Joementum: Biden ramps up 2020 bid with wind at his back
As the one true known quantity in the Democratic nomination race, former vice president Joe Biden sits atop the pack of 2020 presidential contenders, relishing the prime position as he hosts a kickoff rally Saturday.
No one knows whether the man who served as number two to popular Democratic president Barack Obama for eight years will run away with this contest -- his third White House bid in as many decades -- or fade out in the months-long test of political skill and stamina to come.
But the former longtime senator and lion of the Democratic Party is gearing up for what is certain to be a titanic battle against President Donald Trump.
After a month of modest events at union halls and pizza joints in early-voting states like Iowa, Biden is counting on making a splash at a rally in Philadelphia, the largest city in must-win Pennsylvania, a state Trump snatched from Democrats in 2016.
He has made Philadelphia his campaign headquarters, in a further sign of the importance he is placing on winning back the state for his party in 2020.
His kickoff will be held near the Philadelphia art museum steps immortalized by the scrappy boxer's run in the movie "Rocky."
Biden was born and raised in Pennsylvania, and the rally is a nod to his modest roots.
But far from being the underdog, Biden is looking to cement his status as the man to beat, the blue-collar voter whisperer who is best positioned to take on and defeat Trump.
And while his delayed entry into the race drew criticism that he might not be ready to mount a thoroughly energized campaign, the slow-and-steady strategy appears to be paying off.
By setting his own terms, limiting media engagements and minimizing chances for going off-script, the gaffe-prone Biden is emphasizing his status as preeminent party dignitary.
Polls give Biden, 76, a comfortable lead over the 22 other hopefuls.
The latest RealClearPolitics aggregate puts him at 39.1 percent support, more than double the 16.4 percent of his nearest rival, liberal Senator Bernie Sanders.
No one else is in double digits.
After a deeply divisive 2016 race, Democratic voters may be looking for an antidote to Trump, the brash politically inexperienced billionaire.
"What matters to them at the moment is a safe choice, a known entity, and somebody who they believe could beat President Trump at his own game," Lara Brown, director of George Washington University's Graduate School of Political Management, told AFP.
Nearly nine months before the first nomination votes are cast, Biden is the lone Democrat, aside from perhaps Sanders, with the celebrity status that comes close to Trump's.
But as voters start paying more attention, Biden -- who to date has campaigned mostly in broad strokes -- will be under pressure to flesh out positions on everything from health care and wages to immigration.
"Biden is the right man for the moment," Brown said. "Whether he will be the right Democrat eight months from now is still really up in the air."
- Blue-collar appeal -
Biden's dominance has already changed the race's dynamic, with its early stars like senators Sanders, Kamala Harris and Elizabeth Warren forced to play catch up, and leveling criticism at the frontrunner.
Warren and Sanders, each of whom is highlighting the need to narrow the nation's economic inequalities, are expected to ramp up criticism of Biden as the embodiment of the Washington establishment.
Several rivals are from a newer generation, putting them at odds with the old-school Biden, whose major challenge may well be appealing to younger voters.
And while candidates like ex-congressman Beto O'Rourke are keeping up relentless schedules, honing their messages at townhalls and meet-and-greets, Biden has opted for more protected environments.
"Let's see what happens when he's taking questions that haven't been vetted," Brown said.
Doing so will require fleshing out his policies, something that has already sparked controversy.
Biden caught flak from liberal groups and candidates for failing to embrace more progressive positions on climate change.

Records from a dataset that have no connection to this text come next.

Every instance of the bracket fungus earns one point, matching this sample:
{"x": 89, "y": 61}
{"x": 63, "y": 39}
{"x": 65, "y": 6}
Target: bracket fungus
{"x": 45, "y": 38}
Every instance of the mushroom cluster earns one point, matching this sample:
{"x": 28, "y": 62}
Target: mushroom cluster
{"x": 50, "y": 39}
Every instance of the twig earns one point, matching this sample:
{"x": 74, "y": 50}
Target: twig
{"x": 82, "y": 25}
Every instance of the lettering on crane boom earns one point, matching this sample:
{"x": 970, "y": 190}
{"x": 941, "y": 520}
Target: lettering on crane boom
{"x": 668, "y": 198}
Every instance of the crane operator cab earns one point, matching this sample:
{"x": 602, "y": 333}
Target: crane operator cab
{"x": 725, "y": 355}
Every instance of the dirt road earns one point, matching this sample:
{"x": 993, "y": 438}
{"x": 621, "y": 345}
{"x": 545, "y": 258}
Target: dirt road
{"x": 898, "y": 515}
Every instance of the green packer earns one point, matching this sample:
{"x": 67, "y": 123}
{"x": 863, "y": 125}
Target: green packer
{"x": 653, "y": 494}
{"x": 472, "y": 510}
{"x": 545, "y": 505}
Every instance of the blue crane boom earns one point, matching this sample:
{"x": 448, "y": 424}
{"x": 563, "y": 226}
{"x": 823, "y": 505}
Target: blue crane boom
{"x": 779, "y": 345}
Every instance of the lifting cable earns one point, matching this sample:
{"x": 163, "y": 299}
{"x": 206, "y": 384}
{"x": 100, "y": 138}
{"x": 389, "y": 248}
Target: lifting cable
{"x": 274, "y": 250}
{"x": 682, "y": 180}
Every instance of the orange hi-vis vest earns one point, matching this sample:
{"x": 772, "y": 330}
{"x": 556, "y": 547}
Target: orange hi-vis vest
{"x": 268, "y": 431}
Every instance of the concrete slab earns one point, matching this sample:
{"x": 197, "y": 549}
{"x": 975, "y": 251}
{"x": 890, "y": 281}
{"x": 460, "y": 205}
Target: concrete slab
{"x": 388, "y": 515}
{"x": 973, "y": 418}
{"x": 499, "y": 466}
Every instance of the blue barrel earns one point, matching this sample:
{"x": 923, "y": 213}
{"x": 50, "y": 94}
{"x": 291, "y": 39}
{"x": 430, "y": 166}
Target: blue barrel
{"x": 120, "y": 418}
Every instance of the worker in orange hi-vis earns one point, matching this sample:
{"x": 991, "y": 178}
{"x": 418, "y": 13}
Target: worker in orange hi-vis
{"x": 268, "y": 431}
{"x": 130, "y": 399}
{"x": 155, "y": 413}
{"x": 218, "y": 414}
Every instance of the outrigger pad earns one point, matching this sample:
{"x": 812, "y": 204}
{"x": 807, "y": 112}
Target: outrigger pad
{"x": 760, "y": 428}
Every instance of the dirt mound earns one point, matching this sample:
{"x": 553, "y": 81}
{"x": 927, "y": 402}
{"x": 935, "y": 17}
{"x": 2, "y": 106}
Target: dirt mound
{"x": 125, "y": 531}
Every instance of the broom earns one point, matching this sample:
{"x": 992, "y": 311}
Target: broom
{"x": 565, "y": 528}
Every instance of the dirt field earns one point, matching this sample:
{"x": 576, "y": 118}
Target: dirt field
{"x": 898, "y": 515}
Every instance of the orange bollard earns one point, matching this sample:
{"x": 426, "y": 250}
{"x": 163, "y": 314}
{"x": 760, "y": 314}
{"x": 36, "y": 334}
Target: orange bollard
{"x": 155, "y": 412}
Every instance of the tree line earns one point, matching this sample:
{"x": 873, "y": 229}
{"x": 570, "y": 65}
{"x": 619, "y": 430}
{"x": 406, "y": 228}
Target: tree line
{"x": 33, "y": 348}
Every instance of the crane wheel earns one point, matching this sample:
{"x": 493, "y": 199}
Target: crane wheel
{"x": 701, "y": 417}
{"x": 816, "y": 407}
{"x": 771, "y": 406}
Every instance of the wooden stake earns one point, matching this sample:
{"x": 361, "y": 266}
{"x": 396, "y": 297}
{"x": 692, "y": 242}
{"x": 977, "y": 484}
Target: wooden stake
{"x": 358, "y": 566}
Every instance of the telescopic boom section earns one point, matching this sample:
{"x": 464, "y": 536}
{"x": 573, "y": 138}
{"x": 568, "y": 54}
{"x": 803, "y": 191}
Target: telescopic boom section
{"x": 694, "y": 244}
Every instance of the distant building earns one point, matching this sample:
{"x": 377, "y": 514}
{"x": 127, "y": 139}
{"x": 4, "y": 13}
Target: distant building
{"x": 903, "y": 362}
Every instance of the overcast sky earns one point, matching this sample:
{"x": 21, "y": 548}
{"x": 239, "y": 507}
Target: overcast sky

He says he will lay out a climate policy in the coming weeks.
He has aligned himself closely with Obama, drawing major support from African American voters, a crucial constituency.
But he will also need to be prepared to lean leftward to acknowledge the party's more progressive tilt.
At the same time, he styles himself, like Trump, as an ardent defender of working class Americans, someone who can win back the Midwestern white, male blue-collar voters who went for the Republican in 2016.
"If you're appealing to older, more mainstream voters, I think the story that's emerging from his campaign is not that he's the agent of radical change, but that he's going to be a more stable leader," said political science professor Robert Boatright of Clark University.